While Romney's first Iowa appearance after his impassioned speech in Texas was about military affairs, voters who turned out in snowy Des Moines to see the former Massachusetts governor were still talking about his religious faith.
"I haven't decided whether I could vote for a non-Christian for president," said Christian pastor and military chaplain Chris Magnell, 34.
While Magnell said that while he liked Romney's stand on military affairs and the economy -- and believed he has strong moral values -- he did not believe Mormons were Christians. He's concerned evangelical Christians, who make up about 40 percent of likely Iowa voters, will not support a Mormon.
"It's important that there should not be a religious litmus test for a president ... but I'm not sure whether evangelical Christians will vote for him. Does it make him unelectable?"
Romney barely mentioned religion during his one-hour stop at a military museum on the outskirts of Des Moines except to say that Americans are strong because they believe in something greater than themselves -- even if it isn't God.
"Let's leave our kids these kind of values ... that the future can be brighter than the past," he told about 50 voters and nearly as many members of the media who crowded into the museum's reception room.
Romney is fighting to halt a slide in support in Iowa, where former Arkansas Gov. and Baptist preacher Mike Huckabee has surged into the lead in many polls. On January 3, Iowa kicks off voting to choose the Republican and Democratic candidates who will face off in the November 2008 presidential election.

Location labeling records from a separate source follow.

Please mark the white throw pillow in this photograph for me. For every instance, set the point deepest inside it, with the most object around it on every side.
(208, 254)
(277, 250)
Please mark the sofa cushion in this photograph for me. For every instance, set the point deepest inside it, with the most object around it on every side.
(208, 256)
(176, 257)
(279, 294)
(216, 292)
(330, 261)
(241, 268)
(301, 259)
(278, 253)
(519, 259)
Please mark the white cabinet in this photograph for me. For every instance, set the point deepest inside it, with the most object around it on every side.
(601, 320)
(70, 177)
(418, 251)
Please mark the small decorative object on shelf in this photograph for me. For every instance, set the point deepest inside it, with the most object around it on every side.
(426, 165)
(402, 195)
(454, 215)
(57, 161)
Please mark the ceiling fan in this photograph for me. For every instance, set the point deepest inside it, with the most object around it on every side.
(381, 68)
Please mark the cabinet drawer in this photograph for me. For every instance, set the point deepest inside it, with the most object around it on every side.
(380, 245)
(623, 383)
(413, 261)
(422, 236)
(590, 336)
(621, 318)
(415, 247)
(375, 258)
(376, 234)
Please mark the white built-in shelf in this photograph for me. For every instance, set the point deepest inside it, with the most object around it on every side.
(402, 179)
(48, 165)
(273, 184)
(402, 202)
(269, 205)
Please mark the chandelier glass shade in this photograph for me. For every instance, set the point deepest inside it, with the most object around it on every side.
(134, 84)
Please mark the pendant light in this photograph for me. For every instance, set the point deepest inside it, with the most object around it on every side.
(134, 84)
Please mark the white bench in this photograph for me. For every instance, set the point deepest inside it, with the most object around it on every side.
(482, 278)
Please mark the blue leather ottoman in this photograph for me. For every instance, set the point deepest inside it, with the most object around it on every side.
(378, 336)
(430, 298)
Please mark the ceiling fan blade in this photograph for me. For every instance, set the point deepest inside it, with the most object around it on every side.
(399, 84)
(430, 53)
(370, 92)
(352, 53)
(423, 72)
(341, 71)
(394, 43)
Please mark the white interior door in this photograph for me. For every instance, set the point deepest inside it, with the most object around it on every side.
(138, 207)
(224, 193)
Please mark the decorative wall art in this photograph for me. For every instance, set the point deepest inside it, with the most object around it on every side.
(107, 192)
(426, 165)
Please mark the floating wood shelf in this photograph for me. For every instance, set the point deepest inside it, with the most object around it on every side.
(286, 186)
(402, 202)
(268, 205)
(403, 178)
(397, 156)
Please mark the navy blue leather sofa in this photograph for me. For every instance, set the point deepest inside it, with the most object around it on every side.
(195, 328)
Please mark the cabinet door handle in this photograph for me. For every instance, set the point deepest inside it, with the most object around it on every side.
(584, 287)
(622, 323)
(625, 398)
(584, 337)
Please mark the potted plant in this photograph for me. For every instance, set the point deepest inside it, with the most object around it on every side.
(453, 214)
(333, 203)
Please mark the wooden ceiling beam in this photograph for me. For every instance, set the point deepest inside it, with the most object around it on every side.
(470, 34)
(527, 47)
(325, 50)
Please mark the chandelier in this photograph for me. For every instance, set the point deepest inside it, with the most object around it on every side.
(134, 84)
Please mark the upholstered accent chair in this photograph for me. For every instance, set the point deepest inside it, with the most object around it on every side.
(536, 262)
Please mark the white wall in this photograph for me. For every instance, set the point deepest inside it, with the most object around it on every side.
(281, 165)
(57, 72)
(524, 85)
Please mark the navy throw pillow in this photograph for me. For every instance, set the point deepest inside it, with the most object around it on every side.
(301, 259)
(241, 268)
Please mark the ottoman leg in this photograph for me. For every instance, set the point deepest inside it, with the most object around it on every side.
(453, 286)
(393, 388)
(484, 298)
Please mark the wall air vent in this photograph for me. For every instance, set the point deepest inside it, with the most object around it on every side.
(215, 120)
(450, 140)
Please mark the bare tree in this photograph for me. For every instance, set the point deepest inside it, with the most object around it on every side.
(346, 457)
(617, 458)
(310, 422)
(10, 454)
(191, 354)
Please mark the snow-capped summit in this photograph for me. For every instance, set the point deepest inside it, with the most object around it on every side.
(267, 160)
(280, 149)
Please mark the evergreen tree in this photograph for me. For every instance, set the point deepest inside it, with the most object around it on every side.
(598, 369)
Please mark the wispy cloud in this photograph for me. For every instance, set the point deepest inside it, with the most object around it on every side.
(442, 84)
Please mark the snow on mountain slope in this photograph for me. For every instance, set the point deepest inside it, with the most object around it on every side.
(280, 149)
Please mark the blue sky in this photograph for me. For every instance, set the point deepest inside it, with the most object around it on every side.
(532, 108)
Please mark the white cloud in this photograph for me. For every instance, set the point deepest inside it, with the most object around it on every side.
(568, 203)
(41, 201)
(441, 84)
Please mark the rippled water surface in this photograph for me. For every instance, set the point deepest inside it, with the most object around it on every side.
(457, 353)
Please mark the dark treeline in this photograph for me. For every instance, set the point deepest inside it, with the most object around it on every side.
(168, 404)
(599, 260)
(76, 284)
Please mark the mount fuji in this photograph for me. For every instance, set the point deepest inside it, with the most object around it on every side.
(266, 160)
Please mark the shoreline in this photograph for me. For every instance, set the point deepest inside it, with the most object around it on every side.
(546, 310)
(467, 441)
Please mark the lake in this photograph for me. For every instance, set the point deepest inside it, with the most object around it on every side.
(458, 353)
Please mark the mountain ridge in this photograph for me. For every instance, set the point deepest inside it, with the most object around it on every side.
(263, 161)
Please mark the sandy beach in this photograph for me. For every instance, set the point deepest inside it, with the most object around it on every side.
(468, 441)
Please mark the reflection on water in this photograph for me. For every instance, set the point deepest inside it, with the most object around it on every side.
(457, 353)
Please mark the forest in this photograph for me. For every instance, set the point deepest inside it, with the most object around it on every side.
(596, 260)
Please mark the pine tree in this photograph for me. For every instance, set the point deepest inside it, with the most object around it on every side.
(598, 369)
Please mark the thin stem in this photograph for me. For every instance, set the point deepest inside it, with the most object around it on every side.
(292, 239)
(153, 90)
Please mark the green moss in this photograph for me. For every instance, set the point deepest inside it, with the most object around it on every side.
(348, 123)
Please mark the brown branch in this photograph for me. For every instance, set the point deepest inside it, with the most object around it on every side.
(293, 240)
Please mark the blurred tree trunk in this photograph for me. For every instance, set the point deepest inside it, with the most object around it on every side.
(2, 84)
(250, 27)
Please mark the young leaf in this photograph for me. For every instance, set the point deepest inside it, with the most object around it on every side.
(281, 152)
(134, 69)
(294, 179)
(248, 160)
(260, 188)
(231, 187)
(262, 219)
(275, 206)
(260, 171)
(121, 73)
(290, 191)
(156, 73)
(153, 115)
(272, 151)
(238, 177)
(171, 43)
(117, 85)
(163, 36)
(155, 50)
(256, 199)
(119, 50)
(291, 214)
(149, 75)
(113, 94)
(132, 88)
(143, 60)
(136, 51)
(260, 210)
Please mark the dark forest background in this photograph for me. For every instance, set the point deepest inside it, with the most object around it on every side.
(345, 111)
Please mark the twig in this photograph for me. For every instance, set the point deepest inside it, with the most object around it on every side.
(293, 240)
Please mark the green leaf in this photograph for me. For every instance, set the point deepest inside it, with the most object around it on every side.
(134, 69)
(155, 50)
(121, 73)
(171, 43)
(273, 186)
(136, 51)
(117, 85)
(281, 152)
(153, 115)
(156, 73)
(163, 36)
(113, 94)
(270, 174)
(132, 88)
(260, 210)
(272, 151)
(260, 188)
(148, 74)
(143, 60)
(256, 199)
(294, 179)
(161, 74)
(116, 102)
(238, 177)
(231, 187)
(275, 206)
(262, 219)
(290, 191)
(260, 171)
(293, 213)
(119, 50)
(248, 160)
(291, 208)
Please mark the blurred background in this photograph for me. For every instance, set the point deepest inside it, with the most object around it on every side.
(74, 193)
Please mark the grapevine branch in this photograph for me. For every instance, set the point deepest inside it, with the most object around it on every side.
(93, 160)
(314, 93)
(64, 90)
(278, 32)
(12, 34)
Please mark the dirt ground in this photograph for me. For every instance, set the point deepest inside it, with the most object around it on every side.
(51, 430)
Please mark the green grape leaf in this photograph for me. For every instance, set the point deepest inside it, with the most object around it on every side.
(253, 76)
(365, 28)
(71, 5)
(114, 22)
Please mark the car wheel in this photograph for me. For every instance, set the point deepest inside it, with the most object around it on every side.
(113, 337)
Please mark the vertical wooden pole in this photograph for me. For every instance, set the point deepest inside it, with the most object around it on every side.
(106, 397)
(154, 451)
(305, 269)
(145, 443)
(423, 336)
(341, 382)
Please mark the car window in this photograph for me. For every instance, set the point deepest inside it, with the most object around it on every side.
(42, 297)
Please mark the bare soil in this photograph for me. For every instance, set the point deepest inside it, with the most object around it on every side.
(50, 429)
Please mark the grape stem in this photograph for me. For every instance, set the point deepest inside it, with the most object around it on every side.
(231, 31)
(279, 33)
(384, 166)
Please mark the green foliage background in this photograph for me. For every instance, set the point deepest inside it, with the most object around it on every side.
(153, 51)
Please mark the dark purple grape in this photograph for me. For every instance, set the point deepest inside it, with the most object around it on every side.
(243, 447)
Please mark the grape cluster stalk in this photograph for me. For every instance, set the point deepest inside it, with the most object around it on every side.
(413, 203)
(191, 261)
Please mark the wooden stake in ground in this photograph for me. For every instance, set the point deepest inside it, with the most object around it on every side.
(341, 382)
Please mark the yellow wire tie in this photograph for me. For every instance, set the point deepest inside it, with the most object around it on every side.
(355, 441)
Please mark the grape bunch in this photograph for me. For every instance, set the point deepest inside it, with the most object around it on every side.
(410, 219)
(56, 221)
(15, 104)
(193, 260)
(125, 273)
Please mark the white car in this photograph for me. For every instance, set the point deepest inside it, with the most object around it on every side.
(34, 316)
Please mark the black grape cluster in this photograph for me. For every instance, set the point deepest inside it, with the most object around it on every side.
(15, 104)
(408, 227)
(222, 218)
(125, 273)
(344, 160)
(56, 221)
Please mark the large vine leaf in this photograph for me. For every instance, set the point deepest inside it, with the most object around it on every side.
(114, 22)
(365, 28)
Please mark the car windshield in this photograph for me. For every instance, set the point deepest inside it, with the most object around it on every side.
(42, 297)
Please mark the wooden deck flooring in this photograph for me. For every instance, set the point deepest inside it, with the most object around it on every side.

Magnell said he had not yet made up his mind whether to support Romney or Huckabee in January.
That sentiment was shared by husband and wife Tim and Lelahni Plasier, who said they had narrowed their choice down to either Huckabee or Romney because both men had strong moral values. The two are front-runners in Iowa, while former New York Mayor Rudy Giuliani leads Republicans in national polls.
"Their religions are different but their core values are very similar, and that's probably why we've settled between Romney and Huckabee," said software consultant Tim, 29. He said he'd been moved by the parts of Romney's Texas speech that he'd heard on the radio.
"Just the passion and honesty, the refusal to kowtow to pressures. I'm a Christian, and that's important, but it's important that he has convictions and is not blowing whichever way the wind is blowing," Plasier said.
"I'd rather him be a Mormon than have no religion at all," added Lelahni, 28.
Others in the audience said they'd already decided on Romney before his impassioned speech in Texas and that his religion did not matter.
"I like his stance on terrorism, on the borders, that he's a family man. He's the only Republican as far as I know who's only had one marriage," said Dixie Belluchi-Watters, 46.
A stay-at-home mother, Belluchi-Watters said Romney had hit just the right tone in Texas -- and was right to say a candidate should not be elected or rejected because of his religious faith.
"We're electing a president to protect our nation, we're not electing someone to lead our church," she said. "I probably could not vote for an atheist, but his religion is not what I'm voting on. That's his personal life."